Why businesses don’t sell

It would be great to live in a world that every business for sale was sold at top dollars. There are many problems that can prevent a business from being sold. However, it is impossible to have a perfect business. Here are ten reasons that can lead to a failed sale or a deal being closed for less than its potential value.

The business intermediaries must be open with sellers clients and educate them about the potential challenges they face, as well as the possible impact on closing a successful transaction.

1. UNREALISTIC EXPECTATIONS

a. Valuation/Listing price:

The price at which a business is listed is perhaps the most important factor in a sale. A seller’s emotional attachment to the business and a business intermediary who is inexperienced can lead to disaster. Knowledgeable buyers will be discouraged from communicating with a business if it is overpriced. It will also be very difficult to argue the value of a business if it is priced too high. The result is that listing will be lost in the marketplace, and it becomes harder to recover. After being on the marketplace for several months at the wrong price, the process of re-pricing or re-listing presents new challenges.

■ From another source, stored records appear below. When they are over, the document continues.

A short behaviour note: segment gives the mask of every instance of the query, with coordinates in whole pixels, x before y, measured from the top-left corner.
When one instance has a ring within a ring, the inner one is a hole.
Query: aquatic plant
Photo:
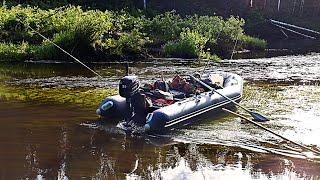
[[[117,93],[116,89],[70,89],[23,86],[0,86],[0,100],[18,100],[43,104],[69,104],[95,108],[107,96]]]

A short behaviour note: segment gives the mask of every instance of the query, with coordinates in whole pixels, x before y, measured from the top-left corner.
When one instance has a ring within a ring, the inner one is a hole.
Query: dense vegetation
[[[68,4],[81,6],[86,9],[136,11],[143,6],[142,0],[4,0],[7,6],[37,6],[41,9],[53,9]]]
[[[264,49],[266,42],[245,35],[243,26],[244,20],[233,16],[181,17],[167,12],[147,18],[141,12],[4,5],[0,59],[68,59],[36,32],[87,61],[150,56],[217,59],[234,49]]]

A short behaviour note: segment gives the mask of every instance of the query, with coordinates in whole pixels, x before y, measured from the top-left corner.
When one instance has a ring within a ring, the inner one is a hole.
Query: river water
[[[98,121],[100,99],[92,95],[116,87],[123,65],[91,67],[104,78],[74,63],[0,63],[0,179],[320,179],[318,156],[228,114],[200,116],[201,123],[161,136],[126,135]],[[320,54],[153,60],[130,70],[143,82],[235,72],[245,79],[241,105],[270,117],[264,126],[320,148]]]

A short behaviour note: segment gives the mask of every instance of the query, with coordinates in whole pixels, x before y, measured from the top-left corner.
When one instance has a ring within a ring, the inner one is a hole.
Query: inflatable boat
[[[134,125],[145,132],[159,132],[193,123],[201,114],[232,107],[232,101],[241,100],[242,92],[243,79],[229,72],[178,75],[144,86],[138,77],[124,76],[119,95],[104,99],[96,112],[107,121],[119,119],[124,130]]]

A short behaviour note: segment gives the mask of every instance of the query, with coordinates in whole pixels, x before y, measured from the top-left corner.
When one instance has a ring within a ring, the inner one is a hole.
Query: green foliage
[[[241,36],[244,35],[243,25],[244,20],[231,16],[223,22],[223,28],[219,33],[215,44],[210,44],[211,51],[217,55],[229,58],[234,49],[235,44],[239,41]],[[239,46],[239,43],[237,43]],[[238,47],[237,46],[237,47]]]
[[[162,47],[171,57],[212,59],[231,52],[238,40],[239,49],[263,49],[265,42],[245,36],[243,25],[244,20],[237,17],[182,18],[175,12],[146,18],[141,11],[133,16],[123,10],[102,12],[76,6],[49,10],[2,6],[0,54],[12,59],[69,59],[32,29],[86,60],[144,57],[148,49]],[[24,49],[22,44],[27,44]]]
[[[267,42],[265,40],[247,35],[241,36],[240,43],[242,43],[243,48],[248,50],[264,50],[267,48]]]
[[[211,44],[215,44],[221,31],[224,20],[218,16],[189,16],[186,18],[185,26],[198,31],[208,38]]]
[[[231,40],[239,38],[243,34],[244,19],[240,19],[231,16],[227,21],[225,21],[222,34]]]
[[[147,19],[134,17],[125,11],[113,14],[113,27],[94,42],[96,50],[112,57],[139,56],[144,53],[144,46],[150,42],[142,32]]]
[[[131,33],[123,34],[116,41],[116,46],[111,54],[124,55],[124,54],[138,54],[145,44],[142,33],[134,29]]]
[[[67,52],[73,53],[72,47],[75,47],[75,33],[74,32],[60,32],[54,35],[53,40],[58,46],[66,50]],[[50,59],[59,60],[66,59],[68,56],[61,52],[57,47],[55,47],[49,41],[43,41],[41,45],[34,45],[30,48],[33,57],[37,60]]]
[[[179,37],[183,27],[183,19],[172,11],[155,16],[144,29],[152,39],[170,41]]]
[[[156,16],[150,24],[147,24],[147,32],[150,37],[157,41],[170,41],[166,43],[165,53],[169,56],[197,57],[216,59],[214,54],[227,56],[234,47],[235,42],[244,35],[244,20],[231,16],[223,20],[218,16],[187,16],[181,18],[174,12]],[[204,46],[192,45],[191,41],[177,40],[177,34],[181,34],[184,29],[191,29],[206,39]],[[199,48],[194,50],[194,48]],[[176,51],[176,53],[174,53]],[[189,51],[189,53],[186,53]]]
[[[103,38],[97,41],[95,47],[114,57],[138,56],[143,51],[143,46],[149,42],[141,32],[133,29],[129,33],[122,33],[117,38]]]
[[[196,31],[187,29],[180,33],[180,40],[169,42],[164,51],[170,57],[199,58],[208,39]]]
[[[0,43],[0,60],[21,61],[28,57],[29,45],[26,42],[21,44]]]
[[[200,59],[213,60],[213,61],[221,60],[221,58],[219,56],[217,56],[216,54],[211,54],[209,51],[202,51],[200,53]]]

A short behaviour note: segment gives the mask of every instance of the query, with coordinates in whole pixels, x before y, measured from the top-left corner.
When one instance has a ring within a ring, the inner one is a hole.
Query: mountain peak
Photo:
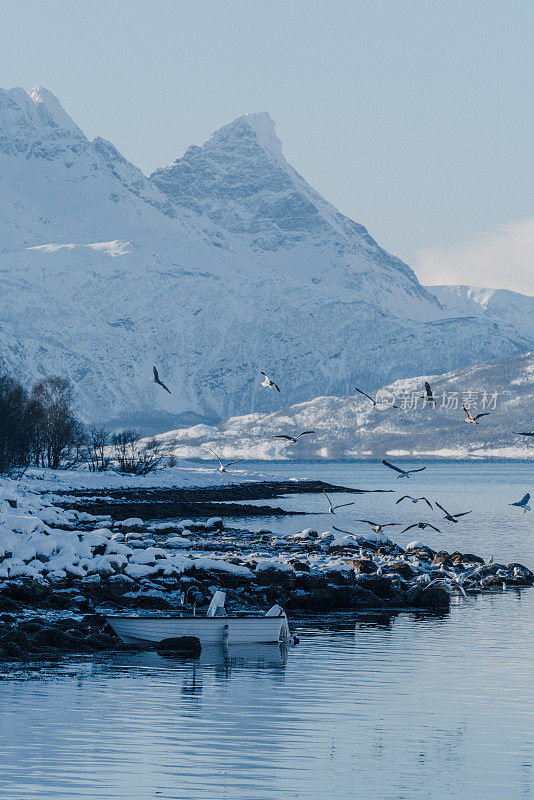
[[[268,111],[258,111],[254,114],[243,114],[233,122],[224,125],[213,133],[206,145],[228,142],[236,144],[239,138],[247,137],[252,133],[259,146],[266,153],[274,156],[278,161],[283,161],[282,143],[276,135],[274,121]]]
[[[69,117],[55,94],[45,89],[44,86],[35,86],[29,97],[33,100],[40,119],[45,124],[50,122],[65,131],[81,133],[78,126]],[[44,112],[44,113],[43,113]]]

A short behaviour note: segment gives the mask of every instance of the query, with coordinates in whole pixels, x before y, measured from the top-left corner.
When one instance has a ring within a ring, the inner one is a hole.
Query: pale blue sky
[[[467,258],[452,277],[532,286],[530,0],[0,0],[0,19],[0,85],[46,86],[145,172],[268,110],[288,161],[425,280]],[[518,226],[526,250],[477,279],[478,245]]]

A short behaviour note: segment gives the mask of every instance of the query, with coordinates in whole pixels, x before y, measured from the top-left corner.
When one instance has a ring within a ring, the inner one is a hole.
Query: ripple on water
[[[398,488],[376,470],[321,465],[316,477]],[[475,509],[469,525],[429,544],[534,563],[530,524],[505,507],[532,470],[426,472],[410,489]],[[370,497],[358,515],[391,513],[394,495]],[[534,798],[534,590],[462,600],[445,614],[296,625],[287,662],[251,648],[200,662],[121,653],[9,666],[0,798]]]

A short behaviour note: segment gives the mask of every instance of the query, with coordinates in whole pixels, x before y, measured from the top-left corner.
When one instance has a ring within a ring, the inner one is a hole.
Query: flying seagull
[[[263,380],[261,382],[262,386],[265,386],[266,389],[270,389],[271,387],[274,387],[277,392],[280,391],[280,389],[278,388],[276,383],[274,381],[272,381],[270,378],[268,378],[267,375],[265,374],[265,372],[261,372],[260,371],[260,375],[264,376],[264,378],[263,378]]]
[[[448,522],[458,522],[456,517],[465,517],[466,514],[472,513],[471,511],[462,511],[460,514],[449,514],[449,512],[445,508],[443,508],[443,506],[440,506],[437,500],[435,500],[434,502],[436,503],[437,507],[443,511],[443,513],[445,514],[445,519]]]
[[[453,586],[456,586],[456,588],[459,589],[463,596],[467,599],[464,587],[459,581],[455,581],[453,578],[434,578],[434,580],[430,581],[430,583],[427,583],[424,588],[428,589],[429,586],[435,586],[437,583],[443,584],[443,586],[449,591],[452,590]]]
[[[432,511],[434,510],[432,507],[432,503],[430,502],[430,500],[427,500],[426,497],[412,497],[409,494],[403,494],[402,497],[399,497],[399,499],[396,501],[395,505],[398,506],[399,503],[402,503],[403,500],[411,500],[412,503],[418,503],[419,500],[423,500],[423,502],[425,502]]]
[[[436,398],[432,394],[432,389],[428,381],[425,381],[425,393],[421,395],[421,399],[425,399],[427,403],[434,403],[436,405]]]
[[[477,424],[477,419],[480,419],[480,417],[488,417],[489,416],[489,411],[485,411],[482,414],[475,414],[475,416],[473,417],[465,403],[463,404],[463,409],[465,411],[464,422],[470,422],[472,425],[476,425]]]
[[[378,522],[371,522],[370,519],[357,519],[356,522],[367,523],[375,533],[382,533],[382,528],[391,528],[393,525],[400,525],[400,522],[384,522],[383,525],[379,525]]]
[[[516,436],[534,436],[534,431],[531,433],[529,431],[513,431],[513,433],[515,433]]]
[[[413,525],[408,525],[407,528],[404,528],[403,533],[406,533],[406,531],[409,531],[412,528],[421,528],[422,531],[424,531],[425,528],[432,528],[433,531],[441,533],[440,529],[436,528],[435,525],[431,525],[430,522],[414,522]]]
[[[389,461],[386,461],[384,458],[382,459],[382,464],[385,464],[386,467],[390,469],[394,469],[395,472],[400,473],[397,475],[398,478],[409,478],[412,472],[422,472],[426,467],[419,467],[418,469],[401,469],[400,467],[396,467],[395,464],[390,464]]]
[[[301,436],[308,436],[310,433],[315,433],[315,431],[302,431],[298,436],[286,436],[285,433],[279,433],[276,436],[271,436],[271,439],[287,439],[288,442],[293,442],[293,447],[295,447]]]
[[[339,506],[333,506],[332,503],[330,502],[330,498],[328,497],[327,493],[323,492],[323,494],[326,497],[326,499],[328,500],[328,514],[335,514],[337,508],[345,508],[345,506],[353,506],[354,505],[354,501],[352,501],[352,503],[341,503],[341,505],[339,505]]]
[[[508,505],[517,506],[518,508],[522,508],[523,511],[526,514],[527,511],[532,511],[532,509],[531,509],[531,507],[529,505],[529,501],[530,501],[530,494],[527,492],[526,495],[521,498],[521,500],[517,501],[517,503],[508,503]]]
[[[150,380],[153,381],[154,383],[157,383],[158,386],[161,386],[162,389],[165,389],[166,392],[171,394],[171,390],[169,389],[169,387],[165,386],[165,384],[162,383],[162,381],[160,381],[159,375],[158,375],[158,370],[156,369],[156,365],[155,364],[152,364],[152,372],[154,374],[154,377],[151,378]]]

The least of these is maintaining credibility.

b. Unrealistic Terms and/or Structure

It is important to address tax management, asset allocation, and deal structure early on in the process. Both the Seller and the Buyer often place too much emphasis on the sale price, at the expense or the ‘net after tax results’ of a business transaction. A skilled Tax Attorney/CPA can help a seller structure a transaction to achieve greater economic benefits. There are many other issues that can be problematic in addition to structuring the transaction.

  • Seller is rigid about closing cash and inflexible when it comes to negotiating other terms.
  • A buyer’s inability to sign a personal warranty
  • There is no consensus about the Asset Allocation
  • Seller insists on selling stock only (typically with C-Corp).
  • Unable to negotiate equity seller financing, an earnout, or terms of the non-compete

2. PROFESSIONAL ADVISORS

A business owner needs to have the right team in place to ensure a smooth sale. A skilled mergers and acquisitions intermediary will play the key role. This includes everything from the business valuation to the negotiation of terms, conditions, price, and the sale. An M&A advisor is not enough. A business attorney who specializes on business transactions is crucial. Again, it is important to find a business attorney who specializes in business transaction. Anyone who has worked in the business for over a year can point out a transaction that failed due to the inability of the chosen lawyer to handle business transactions. A competent CPA, who is skilled in structuring business transactions, will also be a key role. Although the current tax and legal advisors of a business owner may be able to assist with the sale of their business, they should not have any experience with mergers or acquisitions. Sometimes, an offer is only accepted once. It is important to not attempt to close a deal that is too expensive or impossible.

3. INCREASING PROFITS/REVENUES

Most buyers want profitable businesses that have year-over-year increases in revenue and profits. A business with a poor track record, with inconsistent results, or declining revenues and profits, is more likely to be sold. It will not only impact third-party funding availability but also have an impact on the business’s valuation. Buyers traditionally buy businesses based upon future performance. Instead, they value the business based on its past earnings with a primary focus on the 12 to 36 months. Businesses with declining financials will be considered.

Leave a Reply

Your email address will not be published.